I started up my Jotul GF 300 DV Allagash for its sixth season of light use and the flame was no more than a third of the usual height and all blue. The manual said that this may be due to too much air flow, and to reduce the airflow I should move the stud under the stove back. However it was already as far back as it would go. A serviceman came and spent two hours and was unable to make any improvement.  Any ideas?


----------



## DAKSY (Nov 24, 2013)

Remove the burner pan & with a 1/2" (or 13mm) wrench, remove the burner orifice. You will probably find a spider's nest behind it. Looks like a white diaphragm. Use a pipe cleaner or a Q-Tip to remove it. Reassemble & you should be good to go...Lemme know it the problem persists after this procedure...


----------



## DavidS77 (Nov 24, 2013)

Thanks. It sounds like the repairman did all that.
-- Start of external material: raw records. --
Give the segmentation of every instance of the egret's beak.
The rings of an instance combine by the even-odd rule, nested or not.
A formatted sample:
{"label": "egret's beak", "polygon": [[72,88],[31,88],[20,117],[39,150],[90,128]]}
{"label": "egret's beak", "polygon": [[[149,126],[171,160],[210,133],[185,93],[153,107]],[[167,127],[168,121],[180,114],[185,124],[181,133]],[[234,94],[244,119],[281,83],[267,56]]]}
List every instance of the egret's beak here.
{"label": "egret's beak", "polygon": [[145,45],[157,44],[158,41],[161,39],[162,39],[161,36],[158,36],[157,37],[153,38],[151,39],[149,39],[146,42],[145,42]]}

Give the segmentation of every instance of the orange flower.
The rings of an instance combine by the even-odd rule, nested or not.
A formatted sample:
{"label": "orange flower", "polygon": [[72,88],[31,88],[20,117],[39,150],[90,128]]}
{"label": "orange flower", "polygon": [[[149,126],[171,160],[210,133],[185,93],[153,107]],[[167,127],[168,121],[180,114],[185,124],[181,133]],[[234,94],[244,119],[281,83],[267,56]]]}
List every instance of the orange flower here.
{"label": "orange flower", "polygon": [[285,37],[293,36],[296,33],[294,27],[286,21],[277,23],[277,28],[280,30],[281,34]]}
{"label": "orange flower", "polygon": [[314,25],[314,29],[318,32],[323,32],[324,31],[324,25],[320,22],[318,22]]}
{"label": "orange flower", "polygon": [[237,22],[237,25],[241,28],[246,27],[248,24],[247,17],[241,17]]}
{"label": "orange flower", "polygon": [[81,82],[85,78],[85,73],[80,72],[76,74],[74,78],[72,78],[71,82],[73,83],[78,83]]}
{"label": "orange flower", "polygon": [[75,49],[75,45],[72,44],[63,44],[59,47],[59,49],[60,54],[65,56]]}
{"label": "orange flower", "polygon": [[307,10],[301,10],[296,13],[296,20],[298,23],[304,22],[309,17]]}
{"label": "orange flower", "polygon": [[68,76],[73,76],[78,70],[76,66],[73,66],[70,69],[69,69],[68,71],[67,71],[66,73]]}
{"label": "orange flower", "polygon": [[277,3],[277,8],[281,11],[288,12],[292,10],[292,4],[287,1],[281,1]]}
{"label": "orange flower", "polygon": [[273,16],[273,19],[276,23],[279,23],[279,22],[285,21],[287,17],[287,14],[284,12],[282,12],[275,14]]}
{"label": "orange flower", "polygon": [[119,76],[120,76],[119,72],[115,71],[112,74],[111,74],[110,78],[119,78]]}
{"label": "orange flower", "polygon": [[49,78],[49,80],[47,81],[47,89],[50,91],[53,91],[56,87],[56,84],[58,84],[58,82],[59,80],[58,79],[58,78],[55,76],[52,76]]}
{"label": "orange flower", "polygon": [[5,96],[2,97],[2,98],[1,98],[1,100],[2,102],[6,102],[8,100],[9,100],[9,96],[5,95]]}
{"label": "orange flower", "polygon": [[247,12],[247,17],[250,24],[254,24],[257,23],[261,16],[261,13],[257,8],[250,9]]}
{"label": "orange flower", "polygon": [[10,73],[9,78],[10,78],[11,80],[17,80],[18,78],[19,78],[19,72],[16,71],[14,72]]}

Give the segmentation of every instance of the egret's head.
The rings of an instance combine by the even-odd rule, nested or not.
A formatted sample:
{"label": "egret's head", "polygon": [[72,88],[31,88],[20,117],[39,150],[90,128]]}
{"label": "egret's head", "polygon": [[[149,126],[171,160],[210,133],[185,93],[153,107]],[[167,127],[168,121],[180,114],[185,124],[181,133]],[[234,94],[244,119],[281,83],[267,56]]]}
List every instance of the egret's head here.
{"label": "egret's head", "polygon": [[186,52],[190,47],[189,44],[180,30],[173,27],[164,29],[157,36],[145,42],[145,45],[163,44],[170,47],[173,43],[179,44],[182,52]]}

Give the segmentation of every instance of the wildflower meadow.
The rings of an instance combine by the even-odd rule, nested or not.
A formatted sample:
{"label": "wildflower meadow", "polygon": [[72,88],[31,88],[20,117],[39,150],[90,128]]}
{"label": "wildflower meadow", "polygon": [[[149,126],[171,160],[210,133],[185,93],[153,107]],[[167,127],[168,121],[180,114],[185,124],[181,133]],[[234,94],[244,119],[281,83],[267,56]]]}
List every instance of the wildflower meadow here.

I'm not confident to take the thing apart myself.


----------



## DavidS77 (Nov 29, 2013)

DavidS77 said:


> Thanks. It sounds like the repairman did all that. I'm not confident to take the thing apart myself.


Finally got it fixed in time for a cold Thanksgiving, something the first repairman missed. Was not cheap.


----------



## all things bright (Nov 29, 2013)

Hi there DavidS77 . . .

I'm having the same problem. How did you finally fix it? I


----------



## all things bright (Nov 29, 2013)

DavidS77 said:


> Finally got it fixed in time for a cold Thanksgiving, something the first repairman missed. Was not cheap.


 how did you finally fix it? we've been on it for 3 days!


----------



## DAKSY (Nov 29, 2013)

all things bright said:


> how did you finally fix it? we've been on it for 3 days!


 

May have been that spider's nest, but we'll hafta wait for him to come back, or you can "Start a Conversation" with him...


----------



## all things bright (Nov 29, 2013)

DAKSY said:


> May have been that spider's nest, but we'll hafta wait for him to come back, or you can "Start a Conversation" with him...


 thanks. hopefully he'll check back in.


----------



## DavidS77 (Dec 1, 2013)

all things bright said:


> thanks. hopefully he'll check back in.


The repairman fixed it. I wasn't home.  Apparently it was a spider web the first guy missed.


----------



## all things bright (Dec 2, 2013)

Thanks! We'll have to go back in.


----------